We now consider the case where \(x,y \in \Delta_2 \). We consider the set of independent joint-distributions of the form \(Z = xy^\top \). Vectorized, this set can be defined as a subset of \(\Delta_4\) as follows $$ \mathcal{I} = \Big\{\ \ \text{vec}(Z) \in \mathbb{R}^4 \ \ \big| \ \ Z = xy^\top, \ x \in \Delta_2, \ y \in \Delta_2 \Big\} \subset \Delta_4 $$ For the sake visualization, note that we can parametrize \(\Delta_2\) in the following way $$ \Delta_2 = \Bigg\{ \ \ x \in \mathbb{R}^2 \ \ \bigg| \ \ x = \begin{bmatrix} 1 \\ 0 \end{bmatrix} u + \begin{bmatrix} 0 \\ 1 \end{bmatrix}(1-u), \ 0 \leq u \leq 1, \ u \in \mathbb{R} \Bigg\} $$ Using this parametrization on both \(x \in \Delta_2\) and \(y \in \Delta_2\) with two separate scalar parameters \(u\) and \(v\) both in \([0,1]\), we can parametrize the set \(\mathcal{I}\) as well $$ \begin{aligned} \mathcal{I} = \Bigg\{\ \ \text{vec}(Z) \in \mathbb{R}^4 \ \ \bigg| \ \ Z = & \underbrace{ \begin{bmatrix} 1 & 0 \\ 0 & 0 \end{bmatrix}}_{a} uv+ \underbrace{ \begin{bmatrix} 0 & 1 \\ 0 & 0 \end{bmatrix}}_{b} u(1-v) \\ & + \underbrace{\begin{bmatrix} 0 & 0 \\ 1 & 0 \end{bmatrix}}_{c} (1-u)v + \underbrace{ \begin{bmatrix} 0 & 0 \\ 0 & 1 \end{bmatrix}}_{d} (1-u)(1-v), \ u,v \in [0,1] \Bigg\} \end{aligned} $$ Although, we can't easily plot the 4D vectors labeled \(a,b,c,d\) above we can simply plot a similar parametrization with \(a,b,c,d\) each assigned to a 3D vector. (Since \(\Delta_4\) is actually a 3D polytope no information is lost in doing this.) For no particular reason, we define the four corners of the tetrahedron as the points \(a,b,c,d \in \mathbb{R}^3\) $$ a = \begin{bmatrix}1 \\ -0.3 \\ 0 \end{bmatrix}, \quad b = \begin{bmatrix}-0.3 \\ 1 \\ 0 \end{bmatrix}, \quad c = \begin{bmatrix} 0 \\ 0 \\ 1.3 \end{bmatrix}, \quad d = \begin{bmatrix}-0.7 \\ -0.7 \\ 0. \end{bmatrix} $$ We show this visualization here.

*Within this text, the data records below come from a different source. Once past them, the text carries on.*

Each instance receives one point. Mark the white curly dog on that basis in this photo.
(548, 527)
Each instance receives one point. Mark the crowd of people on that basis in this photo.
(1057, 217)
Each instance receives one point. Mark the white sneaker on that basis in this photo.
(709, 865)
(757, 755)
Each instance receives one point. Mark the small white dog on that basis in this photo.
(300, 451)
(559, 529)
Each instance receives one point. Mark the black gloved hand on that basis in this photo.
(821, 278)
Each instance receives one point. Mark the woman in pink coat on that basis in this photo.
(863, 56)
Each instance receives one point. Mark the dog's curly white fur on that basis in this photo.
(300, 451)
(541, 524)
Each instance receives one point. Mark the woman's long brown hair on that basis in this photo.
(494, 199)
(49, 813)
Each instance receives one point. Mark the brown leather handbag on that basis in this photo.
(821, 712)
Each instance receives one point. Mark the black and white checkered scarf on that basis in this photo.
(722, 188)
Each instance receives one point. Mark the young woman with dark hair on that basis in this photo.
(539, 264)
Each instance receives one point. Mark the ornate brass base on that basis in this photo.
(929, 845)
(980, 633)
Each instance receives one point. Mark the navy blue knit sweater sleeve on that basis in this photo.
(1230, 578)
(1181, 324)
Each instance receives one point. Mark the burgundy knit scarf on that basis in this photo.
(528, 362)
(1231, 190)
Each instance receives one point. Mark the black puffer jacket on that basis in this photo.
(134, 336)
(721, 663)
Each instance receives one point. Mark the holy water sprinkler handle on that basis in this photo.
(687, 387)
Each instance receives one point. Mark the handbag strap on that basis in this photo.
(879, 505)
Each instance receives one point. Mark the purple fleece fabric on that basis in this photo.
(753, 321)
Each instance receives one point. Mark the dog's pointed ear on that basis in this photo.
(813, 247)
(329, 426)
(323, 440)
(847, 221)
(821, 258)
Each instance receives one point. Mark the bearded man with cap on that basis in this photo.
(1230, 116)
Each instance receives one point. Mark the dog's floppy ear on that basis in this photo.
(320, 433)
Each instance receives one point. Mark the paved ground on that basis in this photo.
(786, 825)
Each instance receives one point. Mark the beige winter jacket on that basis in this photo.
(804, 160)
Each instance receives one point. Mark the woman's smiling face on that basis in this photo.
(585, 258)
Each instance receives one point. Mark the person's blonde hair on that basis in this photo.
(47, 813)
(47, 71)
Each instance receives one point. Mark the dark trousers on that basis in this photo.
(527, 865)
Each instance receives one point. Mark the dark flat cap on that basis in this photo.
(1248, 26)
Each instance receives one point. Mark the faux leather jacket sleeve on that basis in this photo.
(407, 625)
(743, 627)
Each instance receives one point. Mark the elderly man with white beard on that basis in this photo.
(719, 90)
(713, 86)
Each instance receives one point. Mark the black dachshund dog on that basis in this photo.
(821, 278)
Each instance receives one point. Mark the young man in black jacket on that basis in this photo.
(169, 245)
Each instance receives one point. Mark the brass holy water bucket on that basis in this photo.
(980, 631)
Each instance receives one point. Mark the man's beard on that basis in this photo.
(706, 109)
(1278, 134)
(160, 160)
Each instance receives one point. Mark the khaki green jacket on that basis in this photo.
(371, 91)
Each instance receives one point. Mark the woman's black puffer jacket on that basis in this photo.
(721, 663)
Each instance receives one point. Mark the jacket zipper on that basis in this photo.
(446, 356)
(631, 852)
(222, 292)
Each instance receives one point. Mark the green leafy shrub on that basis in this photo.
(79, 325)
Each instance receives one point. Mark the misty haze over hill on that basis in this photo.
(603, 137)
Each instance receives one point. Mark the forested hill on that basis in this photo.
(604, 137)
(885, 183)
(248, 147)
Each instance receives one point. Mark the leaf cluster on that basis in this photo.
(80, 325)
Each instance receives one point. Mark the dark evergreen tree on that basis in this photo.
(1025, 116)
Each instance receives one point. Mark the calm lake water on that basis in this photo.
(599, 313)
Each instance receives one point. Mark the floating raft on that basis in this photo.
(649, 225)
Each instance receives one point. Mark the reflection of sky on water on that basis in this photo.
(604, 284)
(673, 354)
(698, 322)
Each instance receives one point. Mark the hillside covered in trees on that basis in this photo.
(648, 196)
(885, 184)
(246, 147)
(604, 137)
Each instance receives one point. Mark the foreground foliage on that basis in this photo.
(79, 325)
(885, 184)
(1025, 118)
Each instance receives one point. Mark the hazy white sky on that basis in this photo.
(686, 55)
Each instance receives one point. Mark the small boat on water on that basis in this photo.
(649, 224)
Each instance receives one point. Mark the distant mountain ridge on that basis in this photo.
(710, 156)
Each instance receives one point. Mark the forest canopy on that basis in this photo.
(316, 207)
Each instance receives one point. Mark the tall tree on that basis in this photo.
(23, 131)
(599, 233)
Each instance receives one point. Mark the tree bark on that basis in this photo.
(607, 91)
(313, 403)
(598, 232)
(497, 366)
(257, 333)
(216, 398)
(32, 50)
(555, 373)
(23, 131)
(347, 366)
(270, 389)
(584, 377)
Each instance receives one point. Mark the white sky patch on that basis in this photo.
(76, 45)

https://www.desmos.com/3d/a106c8ceb2

In the visualization, we also plot out the edges of the tetrahedron for clarity.

A couple things to note: as expected the red surface \(\mathcal{I}\) is contained inside the simplex. It is also clearly a nonlinear surface as a result of the multi-linear structure \(L=xy^\top\).